For several minutes Petie’s knife made sharp regular reports like gunshots on the cutting board. She had thick, strong, shiny black hair—Indian hair, although she was no part Indian—that she’d tied back from her face with an old rolled-up bandanna. Stuffed under it were some straggly ends, old bangs. She was always trying to grow out old bangs or some other hair fiasco. Once, Rose remembered, she had bleached out a central stripe in her hair. She’d looked strange as a skunk with the jet black running up against the peroxide yellow with no warning and no apology. That was back in high school, in their freshman year. Petie’s mother had died four years before, and she and her father were living up at the top of Chollum Road in a twelve-foot camp trailer. Old Man Tyler had always been mean, but after Petie’s mother died and he had to declare bankruptcy, he’d been even worse. But as far as Rose could tell, even before Petie’s mother died, the only time Old Man Tyler had really paid attention to her was when he was yelling at her; otherwise, he took no notice. Petie swore she didn’t own a dress until she was twelve, and by then it was too late to get a feel for them. She’d have gotten married in pants if she’d had her way, but Eddie Coolbaugh had balked so she was married in a homemade lace sheath Eula Coolbaugh made for her, a dress that showed how essentially boy-shaped Petie was. And how small. Everyone thought she was bigger, including Rose. In her own way, she took up a lot of space.

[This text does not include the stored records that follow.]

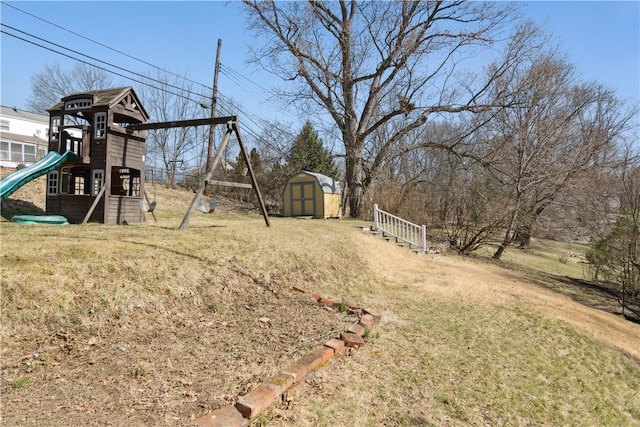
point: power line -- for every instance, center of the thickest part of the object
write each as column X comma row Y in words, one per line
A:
column 99, row 67
column 104, row 45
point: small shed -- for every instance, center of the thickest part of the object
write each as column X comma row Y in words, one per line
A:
column 312, row 194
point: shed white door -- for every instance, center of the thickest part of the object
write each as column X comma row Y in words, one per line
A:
column 303, row 198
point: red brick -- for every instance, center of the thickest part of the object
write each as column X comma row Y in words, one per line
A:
column 335, row 344
column 227, row 416
column 326, row 301
column 256, row 401
column 375, row 315
column 356, row 329
column 367, row 320
column 296, row 371
column 325, row 353
column 279, row 383
column 351, row 340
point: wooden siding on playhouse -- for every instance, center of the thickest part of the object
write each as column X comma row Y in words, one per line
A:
column 73, row 207
column 123, row 209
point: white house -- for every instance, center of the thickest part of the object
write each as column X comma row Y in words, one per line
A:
column 23, row 137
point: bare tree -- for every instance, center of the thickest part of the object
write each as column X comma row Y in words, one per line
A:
column 366, row 64
column 556, row 130
column 615, row 256
column 53, row 83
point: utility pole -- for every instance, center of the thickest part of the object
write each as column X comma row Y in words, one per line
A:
column 214, row 99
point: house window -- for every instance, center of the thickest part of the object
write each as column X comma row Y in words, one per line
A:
column 28, row 153
column 98, row 181
column 4, row 151
column 17, row 152
column 52, row 183
column 78, row 104
column 55, row 124
column 100, row 125
column 125, row 182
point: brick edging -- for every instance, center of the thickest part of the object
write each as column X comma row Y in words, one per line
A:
column 255, row 402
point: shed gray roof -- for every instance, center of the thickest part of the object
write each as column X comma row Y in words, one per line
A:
column 102, row 97
column 328, row 184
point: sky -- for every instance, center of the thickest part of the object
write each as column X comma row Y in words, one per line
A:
column 602, row 39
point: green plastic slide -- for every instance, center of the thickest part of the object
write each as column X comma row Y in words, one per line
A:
column 52, row 161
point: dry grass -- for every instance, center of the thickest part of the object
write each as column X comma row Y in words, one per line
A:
column 146, row 325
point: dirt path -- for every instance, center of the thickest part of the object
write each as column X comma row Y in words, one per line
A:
column 476, row 281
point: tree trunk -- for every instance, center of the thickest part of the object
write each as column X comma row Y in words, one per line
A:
column 354, row 184
column 523, row 236
column 508, row 238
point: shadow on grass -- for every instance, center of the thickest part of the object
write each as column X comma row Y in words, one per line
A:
column 11, row 207
column 591, row 294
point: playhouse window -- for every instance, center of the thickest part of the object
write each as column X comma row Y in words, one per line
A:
column 98, row 181
column 101, row 125
column 125, row 182
column 52, row 183
column 80, row 184
column 55, row 124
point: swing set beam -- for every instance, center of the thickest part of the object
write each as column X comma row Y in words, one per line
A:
column 232, row 126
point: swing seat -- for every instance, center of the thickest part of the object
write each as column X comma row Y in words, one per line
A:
column 203, row 208
column 151, row 207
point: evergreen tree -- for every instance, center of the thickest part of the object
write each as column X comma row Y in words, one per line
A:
column 308, row 153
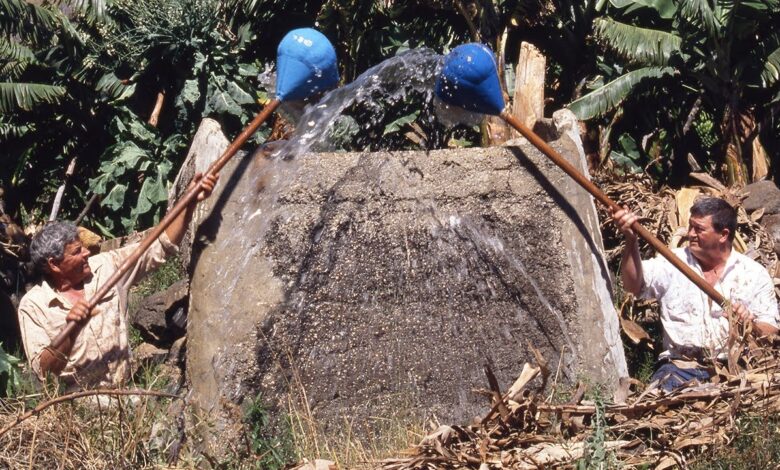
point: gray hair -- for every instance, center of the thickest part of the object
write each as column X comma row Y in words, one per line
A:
column 50, row 242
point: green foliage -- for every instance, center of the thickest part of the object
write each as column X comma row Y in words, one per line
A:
column 136, row 168
column 721, row 56
column 608, row 97
column 9, row 373
column 596, row 455
column 273, row 452
column 638, row 45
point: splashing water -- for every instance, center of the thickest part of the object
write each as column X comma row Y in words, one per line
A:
column 328, row 126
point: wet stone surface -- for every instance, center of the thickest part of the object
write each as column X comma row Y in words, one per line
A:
column 381, row 284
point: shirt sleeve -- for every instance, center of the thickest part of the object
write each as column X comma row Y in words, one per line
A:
column 655, row 280
column 761, row 301
column 34, row 335
column 152, row 258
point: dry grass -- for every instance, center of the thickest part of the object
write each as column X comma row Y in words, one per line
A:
column 351, row 447
column 110, row 432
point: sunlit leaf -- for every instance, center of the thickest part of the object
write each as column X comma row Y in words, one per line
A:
column 639, row 45
column 608, row 97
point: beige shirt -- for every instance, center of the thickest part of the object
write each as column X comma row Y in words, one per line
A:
column 101, row 354
column 692, row 323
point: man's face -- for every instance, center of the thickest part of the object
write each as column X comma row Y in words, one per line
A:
column 74, row 266
column 703, row 239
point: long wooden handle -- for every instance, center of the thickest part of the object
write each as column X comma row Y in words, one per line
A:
column 604, row 199
column 177, row 209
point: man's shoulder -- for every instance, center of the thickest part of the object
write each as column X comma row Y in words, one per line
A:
column 37, row 296
column 749, row 264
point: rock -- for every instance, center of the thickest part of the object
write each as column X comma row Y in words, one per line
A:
column 148, row 354
column 374, row 283
column 10, row 337
column 207, row 146
column 772, row 225
column 176, row 354
column 161, row 317
column 762, row 194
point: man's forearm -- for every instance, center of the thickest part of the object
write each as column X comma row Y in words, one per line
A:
column 764, row 329
column 631, row 267
column 53, row 360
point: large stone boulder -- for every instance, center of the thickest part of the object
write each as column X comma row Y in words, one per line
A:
column 356, row 285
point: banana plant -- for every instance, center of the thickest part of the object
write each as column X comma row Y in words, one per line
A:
column 722, row 58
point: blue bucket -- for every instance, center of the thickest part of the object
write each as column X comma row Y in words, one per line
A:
column 306, row 64
column 469, row 80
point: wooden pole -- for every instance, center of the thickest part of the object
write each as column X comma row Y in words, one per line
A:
column 188, row 198
column 570, row 170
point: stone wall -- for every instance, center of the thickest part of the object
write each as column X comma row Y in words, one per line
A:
column 373, row 283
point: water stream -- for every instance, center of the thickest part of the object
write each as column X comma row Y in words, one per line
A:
column 353, row 117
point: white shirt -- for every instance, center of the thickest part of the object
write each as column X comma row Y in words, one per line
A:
column 101, row 354
column 689, row 317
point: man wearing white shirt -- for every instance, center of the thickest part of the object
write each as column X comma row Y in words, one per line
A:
column 695, row 328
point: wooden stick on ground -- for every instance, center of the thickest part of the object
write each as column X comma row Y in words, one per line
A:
column 75, row 395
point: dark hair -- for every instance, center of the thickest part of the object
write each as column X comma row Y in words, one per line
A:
column 50, row 242
column 723, row 215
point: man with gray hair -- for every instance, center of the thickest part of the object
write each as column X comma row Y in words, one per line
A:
column 695, row 329
column 97, row 353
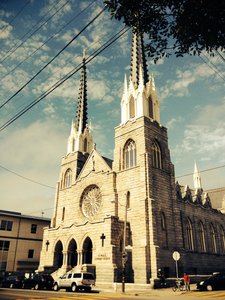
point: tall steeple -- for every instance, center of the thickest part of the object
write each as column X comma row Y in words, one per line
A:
column 80, row 138
column 139, row 98
column 81, row 114
column 138, row 60
column 197, row 178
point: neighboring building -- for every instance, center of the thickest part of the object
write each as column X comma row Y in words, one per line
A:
column 129, row 213
column 21, row 239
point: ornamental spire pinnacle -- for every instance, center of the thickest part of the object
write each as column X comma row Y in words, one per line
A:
column 81, row 114
column 138, row 60
column 197, row 178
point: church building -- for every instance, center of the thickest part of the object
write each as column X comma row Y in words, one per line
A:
column 127, row 216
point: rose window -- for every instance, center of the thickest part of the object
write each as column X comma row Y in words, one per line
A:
column 91, row 201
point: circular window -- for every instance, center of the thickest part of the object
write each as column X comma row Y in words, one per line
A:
column 91, row 201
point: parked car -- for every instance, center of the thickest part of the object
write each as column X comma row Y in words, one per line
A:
column 214, row 282
column 13, row 281
column 39, row 282
column 75, row 281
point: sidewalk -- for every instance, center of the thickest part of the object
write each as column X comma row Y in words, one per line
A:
column 140, row 291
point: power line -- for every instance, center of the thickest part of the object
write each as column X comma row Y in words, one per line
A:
column 66, row 77
column 50, row 38
column 26, row 178
column 45, row 66
column 213, row 67
column 206, row 170
column 11, row 51
column 16, row 15
column 89, row 59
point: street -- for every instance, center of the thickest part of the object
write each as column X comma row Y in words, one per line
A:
column 18, row 294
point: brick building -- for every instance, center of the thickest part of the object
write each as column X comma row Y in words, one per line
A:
column 20, row 241
column 129, row 213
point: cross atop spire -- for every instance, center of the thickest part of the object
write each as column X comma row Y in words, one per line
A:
column 81, row 114
column 138, row 60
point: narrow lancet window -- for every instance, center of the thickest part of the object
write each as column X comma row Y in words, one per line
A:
column 130, row 154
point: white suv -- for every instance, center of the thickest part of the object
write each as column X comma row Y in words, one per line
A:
column 75, row 281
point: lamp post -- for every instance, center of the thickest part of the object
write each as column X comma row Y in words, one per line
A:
column 124, row 254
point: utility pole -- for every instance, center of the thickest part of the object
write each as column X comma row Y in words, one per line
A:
column 124, row 254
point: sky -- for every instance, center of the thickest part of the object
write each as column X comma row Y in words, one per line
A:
column 32, row 32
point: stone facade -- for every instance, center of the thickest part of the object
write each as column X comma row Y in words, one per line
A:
column 129, row 214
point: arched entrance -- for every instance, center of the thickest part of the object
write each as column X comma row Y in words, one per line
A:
column 87, row 251
column 58, row 255
column 72, row 253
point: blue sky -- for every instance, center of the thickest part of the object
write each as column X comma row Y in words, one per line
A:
column 191, row 97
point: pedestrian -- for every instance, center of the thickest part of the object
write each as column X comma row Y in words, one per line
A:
column 187, row 282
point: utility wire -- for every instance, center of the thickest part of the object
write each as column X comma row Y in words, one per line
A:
column 12, row 50
column 16, row 15
column 26, row 178
column 206, row 170
column 50, row 38
column 61, row 81
column 45, row 66
column 213, row 67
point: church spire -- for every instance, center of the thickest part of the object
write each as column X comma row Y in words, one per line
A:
column 81, row 114
column 138, row 60
column 80, row 138
column 197, row 178
column 139, row 97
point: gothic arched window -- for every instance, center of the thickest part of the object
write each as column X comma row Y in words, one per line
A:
column 85, row 145
column 68, row 178
column 128, row 199
column 131, row 107
column 63, row 213
column 201, row 234
column 130, row 154
column 150, row 107
column 212, row 239
column 156, row 155
column 222, row 239
column 189, row 235
column 164, row 229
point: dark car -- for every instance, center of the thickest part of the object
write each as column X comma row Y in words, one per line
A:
column 214, row 282
column 13, row 281
column 39, row 282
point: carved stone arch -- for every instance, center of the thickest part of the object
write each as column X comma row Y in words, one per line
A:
column 58, row 254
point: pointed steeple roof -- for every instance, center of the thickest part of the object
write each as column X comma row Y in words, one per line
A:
column 138, row 60
column 197, row 178
column 81, row 114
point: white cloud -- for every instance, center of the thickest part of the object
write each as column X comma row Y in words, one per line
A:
column 6, row 30
column 33, row 152
column 179, row 86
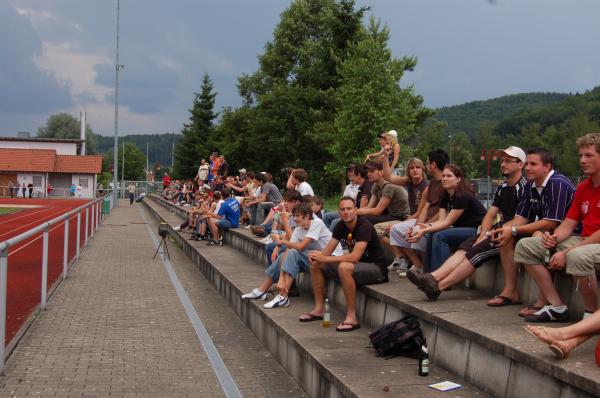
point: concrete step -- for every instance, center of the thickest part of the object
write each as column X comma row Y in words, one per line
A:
column 485, row 346
column 324, row 362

“What are you thinking about?” Petie said, scraping the cut carrots into a big plastic Tupperware container to use tomorrow morning.

“That time you bleached your hair out.”

Petie chuckled. “I looked just like a skunk.”

“That’s what I was thinking. I never thought it bothered you, though. You didn’t show it.”

“Of course I didn’t show it. I didn’t tell anyone Old Man beat me over it, either.”

“He did?”

“Well, he was drunk.”

“Oh.”

“Then again, you never really knew, with Old Man. Chances are, he would have beaten me anyway.”

“What do you think will happen to those boys Billy Wall messed with? I’ve heard kids don’t recover from something like that, ever. Do you think that’s possible, that those poor kids have been ruined?”